提问人:victoris_93 提问时间:10/26/2023 更新时间:10/26/2023 访问量:21
在管道中转换的特征的置换特征重要性 (sklearn)
Permutation feature importance on features transformed within a pipeline (sklearn)
问:
早些时候也提出了类似的问题。我需要通过 计算预处理特征的特征重要性。预处理是在管道中实现的。

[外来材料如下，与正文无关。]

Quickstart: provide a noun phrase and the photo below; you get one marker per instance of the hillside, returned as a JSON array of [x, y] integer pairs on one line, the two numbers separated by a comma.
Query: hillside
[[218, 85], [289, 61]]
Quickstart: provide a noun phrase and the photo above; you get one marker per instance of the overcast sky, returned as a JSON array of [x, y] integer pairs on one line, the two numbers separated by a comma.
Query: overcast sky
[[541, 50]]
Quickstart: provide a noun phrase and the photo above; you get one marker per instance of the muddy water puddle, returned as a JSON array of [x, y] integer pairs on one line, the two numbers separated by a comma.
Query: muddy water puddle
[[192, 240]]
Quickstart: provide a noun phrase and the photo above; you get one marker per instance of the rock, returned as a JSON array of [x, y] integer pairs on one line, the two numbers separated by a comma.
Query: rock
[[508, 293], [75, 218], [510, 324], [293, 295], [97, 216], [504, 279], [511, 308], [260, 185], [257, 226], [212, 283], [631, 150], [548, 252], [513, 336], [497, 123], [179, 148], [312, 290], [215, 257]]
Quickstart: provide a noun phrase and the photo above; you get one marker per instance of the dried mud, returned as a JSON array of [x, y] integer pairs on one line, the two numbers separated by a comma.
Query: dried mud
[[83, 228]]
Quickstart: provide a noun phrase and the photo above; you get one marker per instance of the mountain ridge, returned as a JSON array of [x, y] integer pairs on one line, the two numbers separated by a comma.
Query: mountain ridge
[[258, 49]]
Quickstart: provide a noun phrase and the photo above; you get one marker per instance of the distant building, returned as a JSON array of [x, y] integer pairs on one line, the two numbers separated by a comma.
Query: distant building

代码如下:sklearn.inspection.permutation_importance
import numpy as np
import pandas as pd
import os
from sklearn.compose import ColumnTransformer
from sklearn.preprocessing import StandardScaler, OneHotEncoder
from sklearn.model_selection import train_test_split
from sklearn.decomposition import PCA
from sklearn.pipeline import Pipeline
###
data load
###
X_train, X_test, y_train, y_test = train_test_split(all_features, diagnosis, test_size=0.25, random_state=42)
pca_conn = Pipeline(
steps = [("group_whiten", StandardScaler()),
('pca_conn', PCA(n_components = 100)),
("pca_whiten", StandardScaler())]
)
pca_grad = Pipeline(
steps = [("group_whiten", StandardScaler()),
('pca_grad', PCA(n_components = 100)),
("pca_whiten", StandardScaler())]
)
pca_centroid_disp_pca = Pipeline(
steps = [("group_whiten", StandardScaler()),
('pca_grad', PCA(n_components = 10)),
("pca_whiten", StandardScaler())]
)
pca_cortex_disp_pca = Pipeline(
steps = [("group_whiten", StandardScaler()),
('pca_grad', PCA(n_components = 100)),
("pca_whiten", StandardScaler())]
)
cat_encoder = Pipeline(
steps = [("cat_encoder", OneHotEncoder(handle_unknown="ignore"))]
)
whiten = Pipeline(
steps = [("whiten", StandardScaler())]
)
preprocessor = ColumnTransformer(
transformers=[
("pca_conn", pca_conn, conn_cols),
("pca_grad", pca_grad, grad_cols),
("pca_centroid_disp_pca", pca_centroid_disp_pca, centroid_disp_cols),
("pca_cortex_disp_pca", pca_cortex_disp_pca, cortex_disp_cols),
("encode_dataset", cat_encoder, ["dataset"]),
("encode_sex", cat_encoder, ["sex"]),
("whiten_fd", whiten, ["mean_fd"]),
("whiten_age", whiten, ["age"])
]
)
lr = LogisticRegression(random_state=42, max_iter = 10000)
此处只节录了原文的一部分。